Part of the aim of this book is to explore what happens when religious actors of a certain aspirational persuasion-people like Paul Genero-pursue moral ambitions that are recognized as virtuous by others and simultaneously regarded with ambivalence and aversion. I examine how such moral ambitions are shaped within specific cultural and institutional milieus that define, authorize, and constrain their actual potential. Moreover, I analyze the mobilization strategies employed by those who, in claiming these moral ambitions, seek to inspire others to follow suit.

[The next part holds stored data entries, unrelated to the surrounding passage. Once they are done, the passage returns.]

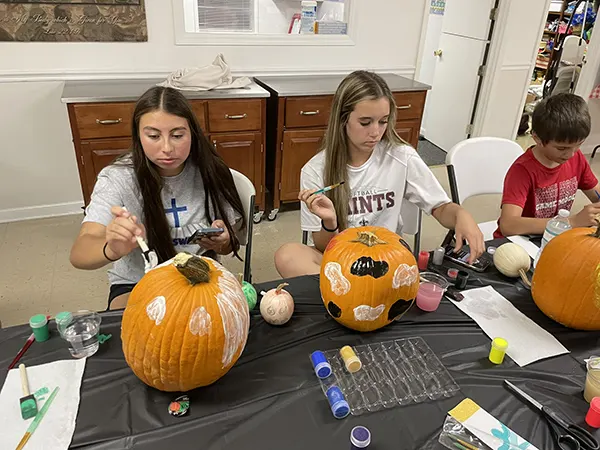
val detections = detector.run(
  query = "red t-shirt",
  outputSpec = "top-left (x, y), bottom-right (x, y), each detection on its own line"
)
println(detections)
top-left (494, 147), bottom-right (598, 238)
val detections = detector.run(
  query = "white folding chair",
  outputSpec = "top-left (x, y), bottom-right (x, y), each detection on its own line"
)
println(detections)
top-left (301, 200), bottom-right (422, 257)
top-left (230, 169), bottom-right (255, 283)
top-left (445, 137), bottom-right (524, 240)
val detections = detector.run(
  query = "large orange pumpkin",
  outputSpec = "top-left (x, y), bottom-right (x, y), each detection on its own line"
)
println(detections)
top-left (121, 253), bottom-right (249, 391)
top-left (532, 223), bottom-right (600, 330)
top-left (320, 226), bottom-right (419, 332)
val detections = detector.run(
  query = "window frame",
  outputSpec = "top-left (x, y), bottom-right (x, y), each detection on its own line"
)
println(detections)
top-left (173, 0), bottom-right (356, 47)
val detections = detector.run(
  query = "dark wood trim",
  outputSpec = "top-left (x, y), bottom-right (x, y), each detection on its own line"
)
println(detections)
top-left (67, 103), bottom-right (89, 206)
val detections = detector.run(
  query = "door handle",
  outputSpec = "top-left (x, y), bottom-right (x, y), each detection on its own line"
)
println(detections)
top-left (225, 114), bottom-right (247, 120)
top-left (434, 49), bottom-right (443, 57)
top-left (96, 118), bottom-right (123, 125)
top-left (300, 110), bottom-right (320, 116)
top-left (396, 104), bottom-right (412, 110)
top-left (213, 140), bottom-right (217, 149)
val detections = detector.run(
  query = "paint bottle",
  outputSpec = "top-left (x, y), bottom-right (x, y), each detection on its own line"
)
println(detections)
top-left (55, 311), bottom-right (73, 338)
top-left (340, 345), bottom-right (362, 373)
top-left (432, 247), bottom-right (445, 265)
top-left (418, 251), bottom-right (430, 270)
top-left (310, 350), bottom-right (332, 379)
top-left (29, 314), bottom-right (50, 342)
top-left (584, 358), bottom-right (600, 403)
top-left (326, 386), bottom-right (350, 419)
top-left (350, 426), bottom-right (371, 449)
top-left (586, 397), bottom-right (600, 428)
top-left (489, 337), bottom-right (508, 364)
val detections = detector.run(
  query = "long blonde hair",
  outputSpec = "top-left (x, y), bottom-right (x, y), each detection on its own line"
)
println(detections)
top-left (323, 70), bottom-right (406, 230)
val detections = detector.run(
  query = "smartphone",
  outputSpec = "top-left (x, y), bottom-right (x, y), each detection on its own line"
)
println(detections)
top-left (190, 227), bottom-right (224, 244)
top-left (443, 245), bottom-right (491, 272)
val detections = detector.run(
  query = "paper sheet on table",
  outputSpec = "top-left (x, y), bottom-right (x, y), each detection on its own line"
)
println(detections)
top-left (0, 359), bottom-right (86, 450)
top-left (450, 286), bottom-right (569, 366)
top-left (507, 235), bottom-right (539, 259)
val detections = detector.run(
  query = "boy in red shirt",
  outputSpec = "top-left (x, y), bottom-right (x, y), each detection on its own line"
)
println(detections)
top-left (497, 93), bottom-right (600, 237)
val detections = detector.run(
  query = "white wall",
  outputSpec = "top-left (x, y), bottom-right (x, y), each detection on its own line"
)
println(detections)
top-left (475, 0), bottom-right (550, 138)
top-left (0, 0), bottom-right (426, 222)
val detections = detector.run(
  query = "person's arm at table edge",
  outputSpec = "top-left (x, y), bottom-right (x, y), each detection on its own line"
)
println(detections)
top-left (499, 204), bottom-right (549, 236)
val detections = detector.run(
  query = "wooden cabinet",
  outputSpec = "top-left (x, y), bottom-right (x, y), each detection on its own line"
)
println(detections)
top-left (280, 129), bottom-right (325, 201)
top-left (67, 98), bottom-right (266, 211)
top-left (395, 119), bottom-right (421, 148)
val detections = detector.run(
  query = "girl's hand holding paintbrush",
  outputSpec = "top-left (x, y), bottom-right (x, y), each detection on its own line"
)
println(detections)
top-left (105, 206), bottom-right (148, 261)
top-left (298, 182), bottom-right (345, 231)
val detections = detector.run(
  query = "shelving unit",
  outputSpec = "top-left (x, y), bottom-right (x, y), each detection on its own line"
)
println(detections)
top-left (536, 0), bottom-right (571, 81)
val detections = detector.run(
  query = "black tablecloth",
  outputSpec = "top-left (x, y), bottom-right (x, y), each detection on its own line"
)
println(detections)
top-left (2, 241), bottom-right (600, 450)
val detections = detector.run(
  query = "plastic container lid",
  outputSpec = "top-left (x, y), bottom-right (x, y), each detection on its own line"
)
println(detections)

The strategies usually involved identifying and critiquing deficiencies in the faith community, and then proposing socially relevant methods of counteracting those deficiencies. All told, this book portrays a localized cultural arena where I found conservative evangelicals engaged in modest yet meaningful activities akin to what Sherry Ortner has called “serious games”: a concept that helps us think about “the way in which people are defined and constrained by the intersections of culture, power, and history in which they find themselves, and yet at the same time are active players in making (and sometimes remaking) those worlds that have made them” (1999: 35).
Omri Elisha is an assistant professor at Queens College, CUNY. He received his PhD in Anthropology from New York University.
Editor’s Note: Names of individuals and churches are all pseudonyms. For complete footnotes, refer to the book.